An Indoor Positioning System (IPS) works in much the same way a Global Positioning System (GPS) does. The difference is, you can’t bring your Garmin in or use a smart phone navigation app built that’s built for roads to find your way around in a mall or warehouse. Indoor Positioning can be used on a smartphone, however. A map can be made for your business that customers and employees alike can use to navigate the environment.

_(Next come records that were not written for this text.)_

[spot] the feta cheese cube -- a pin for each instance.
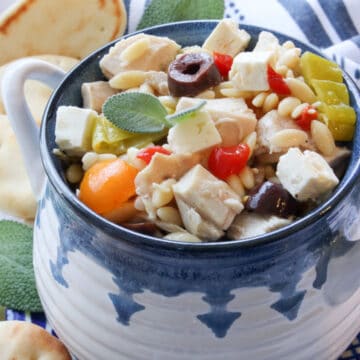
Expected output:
(252, 224)
(73, 129)
(193, 134)
(227, 38)
(249, 71)
(305, 175)
(210, 197)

How does this work? A number of businesses utilize IPS to help people navigate large facilities. This includes airports, hospitals, malls, and stadiums. Smart phones possess internal sensors. These are what make GPS so accurate. By comparing the data from a smart phone’s internal sensor to a map, IPS can give you locations and navigation that are remarkably accurate.
Solving Issues
Yet GPS has three limitations. It can sometimes experience lag, its accuracy is sometimes limited to large distance approximations, and it is two-dimensional. When you’re driving even as slow as 20 mph, an accuracy of 100 ft. is pretty reasonable. Streets are far enough apart that the GPS can still be accurate from a practical standpoint even if it can’t locate your position precisely within a 100-ft. radius. This would be unwieldy for an IPS. 100 feet can contain several stores and multiple hallways. It can also include multiple vertical levels.
IPS Solutions
To get around this, IPS can also utilize sensors. Their data is combined so that you can sense and calculate with much more precision than the base approximation of a GPS. They also cut down on lag because they’re utilized only for your IPS. Furthermore, with sensors on multiple levels, your IPS system can accurately detect what floor a person is on.
GPS pretty famously relies on satellites to detect where your car is as you drive. This means that GPS can cover the entire world’s worth of roads. IPS solutions essentially boil the world down to your location – your airport, hospital, mall, stadium, warehouse, or other large facility. This means its lag is cut to almost nothing, it’s precise down to distances of feet, and it can accurately read what level the person using the IPS is on. This makes it easy to help that person navigate your facility.